Within 12 months a subcommittee will prepare a rational and considered case for AMWAC, to be presented to the AHMC meeting in 1996. The University of Sydney, as signatory to the memorandum of understanding with the ACT Government which ratified the establishment of the Canberra Clinical School, has reaffirmed its ongoing support for the Clinical School. It has stated that, if reductions in medical student numbers are agreed to at some stage, termination of the school as a strategy is not an option. I think that is all good news for the ACT. I was very pleased that Mr Connolly supported this position last week when it looked for a little while that the Canberra Clinical School really was in jeopardy.
MR HIRD: I ask a supplementary question, Mr Speaker. I am delighted to hear those words from the Minister, but in the former Labor Government's forward estimates was any money set aside or proposed for the establishment and the running of this Clinical School?

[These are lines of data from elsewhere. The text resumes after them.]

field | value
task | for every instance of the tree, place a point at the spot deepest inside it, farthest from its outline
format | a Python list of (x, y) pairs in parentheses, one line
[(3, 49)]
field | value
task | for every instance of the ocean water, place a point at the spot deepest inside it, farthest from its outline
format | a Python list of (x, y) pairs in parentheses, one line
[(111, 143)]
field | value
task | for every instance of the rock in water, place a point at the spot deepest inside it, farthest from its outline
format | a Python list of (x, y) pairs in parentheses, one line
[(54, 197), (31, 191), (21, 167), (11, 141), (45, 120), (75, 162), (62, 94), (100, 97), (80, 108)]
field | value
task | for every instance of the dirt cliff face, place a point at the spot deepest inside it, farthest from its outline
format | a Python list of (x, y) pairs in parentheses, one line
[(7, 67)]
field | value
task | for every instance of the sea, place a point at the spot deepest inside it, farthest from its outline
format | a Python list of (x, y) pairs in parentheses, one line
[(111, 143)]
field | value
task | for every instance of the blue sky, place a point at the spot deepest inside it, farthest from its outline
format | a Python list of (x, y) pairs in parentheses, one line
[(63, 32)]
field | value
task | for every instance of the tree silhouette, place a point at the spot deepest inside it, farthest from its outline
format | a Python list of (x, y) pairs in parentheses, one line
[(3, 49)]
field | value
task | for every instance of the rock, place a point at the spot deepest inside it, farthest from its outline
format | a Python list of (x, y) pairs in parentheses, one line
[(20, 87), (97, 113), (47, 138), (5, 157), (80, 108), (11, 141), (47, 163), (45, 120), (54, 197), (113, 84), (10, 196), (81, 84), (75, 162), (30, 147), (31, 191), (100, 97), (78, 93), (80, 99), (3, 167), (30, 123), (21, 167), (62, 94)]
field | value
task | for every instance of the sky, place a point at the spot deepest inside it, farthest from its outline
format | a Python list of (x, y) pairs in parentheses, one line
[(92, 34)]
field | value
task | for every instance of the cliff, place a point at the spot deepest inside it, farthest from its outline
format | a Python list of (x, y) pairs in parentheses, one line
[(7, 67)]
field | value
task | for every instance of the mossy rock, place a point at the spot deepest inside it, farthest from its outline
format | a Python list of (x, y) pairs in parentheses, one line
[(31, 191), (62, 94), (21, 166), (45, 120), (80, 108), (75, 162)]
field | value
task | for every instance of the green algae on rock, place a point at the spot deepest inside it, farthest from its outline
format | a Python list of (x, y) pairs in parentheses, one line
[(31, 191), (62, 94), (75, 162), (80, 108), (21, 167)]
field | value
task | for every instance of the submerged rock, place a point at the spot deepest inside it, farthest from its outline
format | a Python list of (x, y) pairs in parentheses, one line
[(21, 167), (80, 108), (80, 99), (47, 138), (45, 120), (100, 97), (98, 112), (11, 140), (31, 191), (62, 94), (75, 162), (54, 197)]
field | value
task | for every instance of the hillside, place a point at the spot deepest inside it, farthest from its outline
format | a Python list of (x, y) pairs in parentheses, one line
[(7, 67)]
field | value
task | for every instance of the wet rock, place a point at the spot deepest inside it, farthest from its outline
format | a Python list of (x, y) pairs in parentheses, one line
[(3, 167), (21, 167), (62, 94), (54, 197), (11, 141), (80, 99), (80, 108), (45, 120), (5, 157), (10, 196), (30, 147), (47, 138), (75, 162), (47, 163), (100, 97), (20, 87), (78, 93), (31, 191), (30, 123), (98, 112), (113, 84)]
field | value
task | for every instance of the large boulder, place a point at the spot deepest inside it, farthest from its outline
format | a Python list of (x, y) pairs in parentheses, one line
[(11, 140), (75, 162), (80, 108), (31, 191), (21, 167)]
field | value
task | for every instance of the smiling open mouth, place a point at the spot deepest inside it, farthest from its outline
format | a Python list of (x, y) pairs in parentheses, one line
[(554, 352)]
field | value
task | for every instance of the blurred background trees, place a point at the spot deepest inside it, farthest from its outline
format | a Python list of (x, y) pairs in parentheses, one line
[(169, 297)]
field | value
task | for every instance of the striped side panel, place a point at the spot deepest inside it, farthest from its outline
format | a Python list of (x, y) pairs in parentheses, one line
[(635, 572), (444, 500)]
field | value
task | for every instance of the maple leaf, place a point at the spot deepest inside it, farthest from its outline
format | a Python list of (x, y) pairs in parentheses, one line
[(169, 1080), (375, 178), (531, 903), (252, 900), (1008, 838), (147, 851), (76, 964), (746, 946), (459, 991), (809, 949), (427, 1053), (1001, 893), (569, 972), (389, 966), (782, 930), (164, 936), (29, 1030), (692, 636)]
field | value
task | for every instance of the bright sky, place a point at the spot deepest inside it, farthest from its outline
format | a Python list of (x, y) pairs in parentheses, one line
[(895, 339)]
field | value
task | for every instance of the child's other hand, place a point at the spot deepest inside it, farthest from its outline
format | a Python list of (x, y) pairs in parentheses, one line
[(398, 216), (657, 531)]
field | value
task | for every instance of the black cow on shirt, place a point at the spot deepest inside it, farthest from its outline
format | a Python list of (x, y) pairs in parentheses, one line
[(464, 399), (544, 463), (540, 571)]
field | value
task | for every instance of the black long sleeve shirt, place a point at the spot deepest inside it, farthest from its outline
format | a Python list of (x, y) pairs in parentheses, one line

MRS CARNELL: Unfortunately, the forward estimates do not have any costings or any money set aside for the Clinical School, which of course puts just another pressure on the coming ACT budget. In fact, the real problem for Health in the next budget is that we need to make some substantial reductions in Health, as we do in a number of other areas of the ACT budget, to attempt to bring our budget in on track, particularly taking into account that the Federal Government will reduce funding to the ACT by $30m in the next financial year. Unfortunately, Health is in a position of having to find at least $1.5m for the Clinical School that was not budgeted for, as well as $8.6m for unbudgeted increases in nurses salaries, as well as $3m in unbudgeted Comcare payments - and the list goes on. It puts another stress on the coming budget, but it in no way detracts from our commitment to the Clinical School. We will have to find the money. It just means that Health is going to have to become so much more efficient.